Richard Nixon followed Dixon's writing through his secretary, Rose Mary Woods, and met with Dixon in the Oval Office in 1971. The following year, her prediction of terrorist attacks in the United States in the wake of the Munich massacre spurred Nixon to create a cabinet committee on counterterrorism. She was one of several astrologers who gave advice to Nancy Reagan.

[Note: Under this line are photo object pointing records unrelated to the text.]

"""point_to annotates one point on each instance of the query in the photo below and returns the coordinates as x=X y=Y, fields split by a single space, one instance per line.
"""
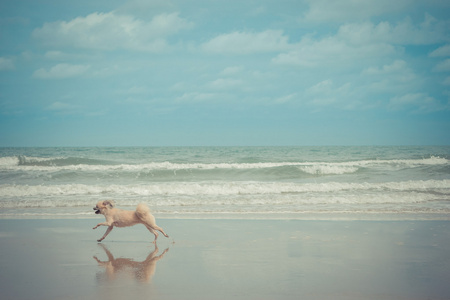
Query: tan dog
x=124 y=218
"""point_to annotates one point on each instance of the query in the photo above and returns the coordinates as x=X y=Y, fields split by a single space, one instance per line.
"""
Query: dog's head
x=103 y=206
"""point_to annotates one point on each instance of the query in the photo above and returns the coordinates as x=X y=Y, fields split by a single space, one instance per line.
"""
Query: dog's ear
x=109 y=203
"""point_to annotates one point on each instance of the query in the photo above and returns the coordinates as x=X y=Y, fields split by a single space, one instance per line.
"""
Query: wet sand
x=226 y=259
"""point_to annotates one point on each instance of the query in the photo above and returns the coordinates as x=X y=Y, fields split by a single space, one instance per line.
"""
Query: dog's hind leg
x=106 y=233
x=152 y=231
x=160 y=230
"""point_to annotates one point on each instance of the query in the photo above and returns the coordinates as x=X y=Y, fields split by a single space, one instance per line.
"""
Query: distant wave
x=320 y=168
x=218 y=188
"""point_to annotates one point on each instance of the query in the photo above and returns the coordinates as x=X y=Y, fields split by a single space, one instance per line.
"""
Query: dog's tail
x=143 y=213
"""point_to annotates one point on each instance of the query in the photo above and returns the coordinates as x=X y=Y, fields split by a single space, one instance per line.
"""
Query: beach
x=226 y=259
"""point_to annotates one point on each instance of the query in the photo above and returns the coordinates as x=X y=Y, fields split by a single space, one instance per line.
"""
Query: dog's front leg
x=101 y=224
x=106 y=233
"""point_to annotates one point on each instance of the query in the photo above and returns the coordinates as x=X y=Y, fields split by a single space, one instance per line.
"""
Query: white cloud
x=403 y=33
x=443 y=66
x=63 y=108
x=394 y=73
x=345 y=10
x=225 y=83
x=441 y=51
x=247 y=42
x=197 y=97
x=331 y=51
x=418 y=102
x=446 y=81
x=358 y=43
x=61 y=71
x=6 y=64
x=230 y=71
x=109 y=31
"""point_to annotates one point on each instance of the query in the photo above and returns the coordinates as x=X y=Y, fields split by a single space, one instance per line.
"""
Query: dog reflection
x=142 y=271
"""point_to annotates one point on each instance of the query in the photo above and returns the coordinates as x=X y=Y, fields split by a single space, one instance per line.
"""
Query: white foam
x=9 y=161
x=215 y=188
x=320 y=168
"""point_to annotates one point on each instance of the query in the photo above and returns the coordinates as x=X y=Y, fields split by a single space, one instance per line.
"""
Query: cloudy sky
x=208 y=72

Dixon predicted that before the end of the twentieth century, a pope would suffer bodily harm while another would be assassinated. This would correspond with the attempted assassination of Pope John Paul II, and allegations of assassination of Pope John Paul I. She also stated that dissatisfied cardinals would replace a serving pope.

In her 1971 book The Call to Glory, Dixon predicted that an apocalyptic "war of Armageddon" would occur in 2020. In her 1969 book My Life and Prophecies, she apparently predicted a war between China and Russia would occur between 2025 and 2037, initiated and won by China.


Dixon suffered cardiac arrest and died at Sibley Memorial Hospital in Washington, D.C., on January 25, 1997. Before her death, she uttered the words "I knew this would happen." Many of her possessions ended up with Leo M. Bernstein, an investor and banker in Washington, D.C., whose clients included Dixon. In 2002, he opened the Jeane Dixon Museum and Library in Strasburg, Virginia. Bernstein died in 2008. In July 2009, the possessions of the museum, 500 boxes in all, were scheduled to be auctioned.